Review: ‘The Beach House’ dabbles with genres to admirable effect
Hitting Shudder this week, Jeffrey A. Brown impresses with his directorial debut.
(Shudder)
Some of the best horror films are often those which you can’t quite pin down or define in plain genre terms. You’ll have to beware, though, as mixing in numerous pots doesn’t always work. A jolting blend of slow-crackling tension, body horror, and apocalyptic mayhem, Jeffrey A. Brown’s The Beach House, his directorial debut, feels beholden to those single genres while its final production erupts into something else altogether. The film’s initial roots are buried deep within a short film called Sulfuric, which only borrows hints and teases of what would soon become a complete feature, and years in the making, Brown’s ocean-side mutation chills with unexpected swerves and dips.
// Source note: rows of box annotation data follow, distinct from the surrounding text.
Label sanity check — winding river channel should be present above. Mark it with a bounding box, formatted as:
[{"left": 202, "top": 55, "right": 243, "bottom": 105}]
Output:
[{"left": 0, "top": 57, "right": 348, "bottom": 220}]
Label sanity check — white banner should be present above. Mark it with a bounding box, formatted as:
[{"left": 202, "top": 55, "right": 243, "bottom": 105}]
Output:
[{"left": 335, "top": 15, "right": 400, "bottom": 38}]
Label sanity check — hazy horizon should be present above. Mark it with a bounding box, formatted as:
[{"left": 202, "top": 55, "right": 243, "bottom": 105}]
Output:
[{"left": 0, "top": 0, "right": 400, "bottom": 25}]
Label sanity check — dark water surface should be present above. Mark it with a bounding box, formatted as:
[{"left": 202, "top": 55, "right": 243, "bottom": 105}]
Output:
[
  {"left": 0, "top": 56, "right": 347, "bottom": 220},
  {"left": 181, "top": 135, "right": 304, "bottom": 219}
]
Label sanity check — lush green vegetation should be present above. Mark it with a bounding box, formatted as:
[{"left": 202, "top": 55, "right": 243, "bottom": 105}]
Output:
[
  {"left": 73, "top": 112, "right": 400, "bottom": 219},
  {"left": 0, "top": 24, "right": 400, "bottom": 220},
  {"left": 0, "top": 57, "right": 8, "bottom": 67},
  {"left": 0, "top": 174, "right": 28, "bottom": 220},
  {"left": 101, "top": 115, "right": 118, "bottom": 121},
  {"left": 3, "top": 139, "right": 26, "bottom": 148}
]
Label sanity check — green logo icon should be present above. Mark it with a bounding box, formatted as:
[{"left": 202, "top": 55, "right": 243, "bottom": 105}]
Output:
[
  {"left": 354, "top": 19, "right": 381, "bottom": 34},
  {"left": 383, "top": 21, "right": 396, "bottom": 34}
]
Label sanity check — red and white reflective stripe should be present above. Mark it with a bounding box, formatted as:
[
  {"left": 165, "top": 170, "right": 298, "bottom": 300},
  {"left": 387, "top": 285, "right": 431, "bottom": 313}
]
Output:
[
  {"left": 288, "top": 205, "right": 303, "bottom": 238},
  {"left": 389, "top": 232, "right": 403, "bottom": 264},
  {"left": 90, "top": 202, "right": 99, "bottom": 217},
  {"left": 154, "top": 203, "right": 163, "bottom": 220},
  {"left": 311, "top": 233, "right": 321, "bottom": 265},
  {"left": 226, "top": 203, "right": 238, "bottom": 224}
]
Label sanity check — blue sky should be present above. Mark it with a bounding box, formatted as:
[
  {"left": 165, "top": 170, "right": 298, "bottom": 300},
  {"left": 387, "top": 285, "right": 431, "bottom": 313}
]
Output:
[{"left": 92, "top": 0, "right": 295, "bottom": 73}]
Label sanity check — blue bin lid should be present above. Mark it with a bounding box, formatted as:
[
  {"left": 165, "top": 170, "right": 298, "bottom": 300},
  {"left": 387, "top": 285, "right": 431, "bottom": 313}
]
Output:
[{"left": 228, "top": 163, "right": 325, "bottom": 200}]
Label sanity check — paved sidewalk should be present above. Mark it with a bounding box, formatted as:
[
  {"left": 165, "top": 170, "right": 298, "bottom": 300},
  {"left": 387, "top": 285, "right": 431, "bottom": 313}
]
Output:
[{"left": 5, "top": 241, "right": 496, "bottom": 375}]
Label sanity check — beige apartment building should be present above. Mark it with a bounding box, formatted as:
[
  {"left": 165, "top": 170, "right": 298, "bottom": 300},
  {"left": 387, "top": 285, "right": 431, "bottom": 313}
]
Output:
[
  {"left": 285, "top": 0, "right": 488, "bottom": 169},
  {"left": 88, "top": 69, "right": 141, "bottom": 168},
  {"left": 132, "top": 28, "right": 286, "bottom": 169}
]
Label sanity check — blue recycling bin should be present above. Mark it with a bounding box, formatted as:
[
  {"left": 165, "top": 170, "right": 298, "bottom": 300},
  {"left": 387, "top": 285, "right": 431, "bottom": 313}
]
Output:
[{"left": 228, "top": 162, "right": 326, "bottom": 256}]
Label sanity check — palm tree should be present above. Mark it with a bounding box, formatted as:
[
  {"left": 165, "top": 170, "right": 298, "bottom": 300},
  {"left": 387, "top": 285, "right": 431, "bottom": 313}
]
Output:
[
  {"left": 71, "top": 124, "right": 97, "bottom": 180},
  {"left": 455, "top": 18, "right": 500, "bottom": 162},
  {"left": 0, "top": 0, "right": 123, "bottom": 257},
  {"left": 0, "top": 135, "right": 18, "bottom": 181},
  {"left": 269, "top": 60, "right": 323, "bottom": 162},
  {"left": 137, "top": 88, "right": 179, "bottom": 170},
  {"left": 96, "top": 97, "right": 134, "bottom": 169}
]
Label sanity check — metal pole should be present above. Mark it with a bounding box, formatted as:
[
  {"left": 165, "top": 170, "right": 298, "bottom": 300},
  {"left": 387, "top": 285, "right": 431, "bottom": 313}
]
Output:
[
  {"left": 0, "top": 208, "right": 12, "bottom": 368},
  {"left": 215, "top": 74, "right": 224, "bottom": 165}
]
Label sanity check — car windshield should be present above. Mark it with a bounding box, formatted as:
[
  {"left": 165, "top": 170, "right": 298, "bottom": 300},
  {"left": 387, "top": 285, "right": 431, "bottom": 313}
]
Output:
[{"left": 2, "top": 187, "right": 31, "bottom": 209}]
A young woman Emily (Liana Liberato) and her aimless, over-obsessive boyfriend Randall (Noah Le Gros) drive out to Randall’s estranged father’s beach house to reconnect during the off-season. Even upon arriving, things don’t quite feel calm or serene as they should be; dishes are left scattered, unattended, in the kitchen, and Emily uncovers a cabinet flowing with pill bottles. A troubling unease blankets the estate, seemingly left cold and desolate. Soon, they realize they aren’t alone. Friends of Randall’s father, an older couple Mitch (Jake Weber) and Jane (Maryanne Nagel) appear to have shacked up for the duration of their own vacation getaway. The mood appears to settle, and the four bask in conversation, wine, and some newly-caught oysters.
When the booze runs out, Randall offers some edibles he snatched at a vendor before meeting up with Emily. Against their better judgements, and as we quickly learn, being high only ratchets up the stakes, Mitch and Jane partake. The evening devolves in dripping increments, and each member begins to experience a psychedelic trip, which all assume stems from the cannabis. What ensues, however, is something no one could have predicted: a contagion so merciless that Emily’s astute knowledge (she’s a chemistry major with ambitions to study astrobiology in grad school) can not save them. It was already too late once they set foot upon the beach house’s otherwise pristine coastline.
The Beach House squirms along with plenty of deflating cliches and dumbfounding, frustrating character beats, but those fleeting instances are never enough to derail Brown’s vision. In collaboration with cinematographer Owen Levelle, Brown crafts such beautiful, cinematic shots ⏤ including the static, faraway composition when Mitch (or a possessed Mitch) walks directly out into the ocean, and the iconic moment Emily peers over the exterior stairwell ⏤ that are undeniably high-caliber. The cast, particularly Liberato, layers the film with an honest urgency. Liberato handles the fallout with emotional command, from dealing with Randall, who finds her higher education pursuits “bullshit,” to the ungodly creatures themselves, and when things get so dire it’s obvious there’s no way out, your heart crumbles for her. TBH is a low-budget sci-fi fantasy suitably fit for the big screen, situating alongside other mind-melters like Annihilation, with enough style to stand on its own.